Typically 8+ years with bachelor's or equivalent.
Bachelor's degree or equivalent experience from which comparable knowledge and job skills can be obtained.

Responsibilities

Business Unit Alignment & Intake Serve as the primary point of contact for each business unit’s security needs. Consolidate, triage, and prioritize security requests, projects, and operational issues. Ensure all business areas receive consistent, equitable, and timely security support.
System Assessments, Categorization & Control Selection Apply standardized assessment methodologies to evaluate system risk. Recommend right-sized security controls based on operational context and regulatory requirements. Prevent over- or under-engineering of controls, reducing friction for business teams.
Risk Translation, Prioritization & Action Planning Translate complex technical risks into clear business-impact language for executives. Communicate risk in terms of operational disruption, financial exposure, customer trust, and compliance. Develop corrective action plans, compensating controls, and risk acceptances for issues including vulnerabilities, supplier risks, audit findings, and system gaps.
Local Governance & Risk Visibility Establish recurring governance touchpoints within each business unit. Provide transparency into security posture, risk hot spots, and upcoming compliance obligations. Drive accountability for remediation and adherence to enterprise guardrails.

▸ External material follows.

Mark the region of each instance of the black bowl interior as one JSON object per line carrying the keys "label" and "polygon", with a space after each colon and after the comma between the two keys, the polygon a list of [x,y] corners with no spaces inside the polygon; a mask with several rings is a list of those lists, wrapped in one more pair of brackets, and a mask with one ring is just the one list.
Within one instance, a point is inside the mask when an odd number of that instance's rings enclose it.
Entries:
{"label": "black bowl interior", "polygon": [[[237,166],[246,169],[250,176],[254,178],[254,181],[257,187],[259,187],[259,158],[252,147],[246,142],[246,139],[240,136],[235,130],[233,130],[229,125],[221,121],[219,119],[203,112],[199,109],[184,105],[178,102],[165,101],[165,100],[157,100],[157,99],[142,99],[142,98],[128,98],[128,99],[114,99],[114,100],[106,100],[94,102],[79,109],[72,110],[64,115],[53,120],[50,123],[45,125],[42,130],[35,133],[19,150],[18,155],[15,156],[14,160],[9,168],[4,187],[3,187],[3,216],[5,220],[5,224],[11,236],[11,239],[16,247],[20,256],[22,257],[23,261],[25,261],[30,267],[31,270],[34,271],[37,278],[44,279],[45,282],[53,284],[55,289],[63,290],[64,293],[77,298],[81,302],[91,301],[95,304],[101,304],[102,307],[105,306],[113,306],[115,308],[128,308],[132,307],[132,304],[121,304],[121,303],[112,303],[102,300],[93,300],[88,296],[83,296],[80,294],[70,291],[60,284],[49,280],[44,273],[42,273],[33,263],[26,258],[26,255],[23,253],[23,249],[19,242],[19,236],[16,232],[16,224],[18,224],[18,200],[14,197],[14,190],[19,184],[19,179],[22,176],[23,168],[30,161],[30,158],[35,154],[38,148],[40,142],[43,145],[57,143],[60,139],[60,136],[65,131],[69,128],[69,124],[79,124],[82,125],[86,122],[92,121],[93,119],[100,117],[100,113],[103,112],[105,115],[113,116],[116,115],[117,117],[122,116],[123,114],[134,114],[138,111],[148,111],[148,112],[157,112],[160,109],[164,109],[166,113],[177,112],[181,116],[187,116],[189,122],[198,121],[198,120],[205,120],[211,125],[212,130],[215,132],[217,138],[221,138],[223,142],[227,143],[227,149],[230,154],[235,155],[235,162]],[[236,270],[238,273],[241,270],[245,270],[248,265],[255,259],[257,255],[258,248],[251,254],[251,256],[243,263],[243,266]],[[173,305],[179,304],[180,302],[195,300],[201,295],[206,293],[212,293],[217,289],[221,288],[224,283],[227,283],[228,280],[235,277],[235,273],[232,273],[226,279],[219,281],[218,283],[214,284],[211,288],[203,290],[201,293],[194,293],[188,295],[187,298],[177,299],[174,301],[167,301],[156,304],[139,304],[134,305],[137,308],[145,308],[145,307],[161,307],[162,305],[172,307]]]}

Escalation of Business-Specific Risks & Project Needs Surface business-unit-specific risks and needs to enterprise cybersecurity leadership. Ensure emerging issues are not siloed or overlooked, improving enterprise-wide prioritization.
Vulnerability Management & Secure Baseline Adoption Support business units in meeting vulnerability remediation SLAs. Help teams understand the business impact of exposures and coordinate remediation with IT Ops and Engineering. Promote and monitor adoption of secure configuration baselines across all systems.
Representation of Business Interests in Security, Sales & Revenue Activities Provide security expertise for customer-facing functions such as supply chain solutions, design services, and digital platforms. Support sales cycles, customer trust discussions, and contract/audit responses. Position cybersecurity investments as competitive differentiators for revenue-critical offerings.
Certification & Regulatory Compliance Support Support business units in obtaining, maintaining, and preparing for security and compliance certifications—including CMMC, ISO 27001, UK Cyber Essentials, and NIS2—by guiding control implementation, evidence collection, readiness assessments, and audit interactions. Assist the business in meeting ongoing regulatory and compliance requirements such as SOX, PCI, HIPAA, GDPR, and other regional or industry-specific mandates. Ensure that certification and regulatory obligations are translated into clear, actionable business tasks, and that gaps are tracked and remediated through structured plans or risk acceptances.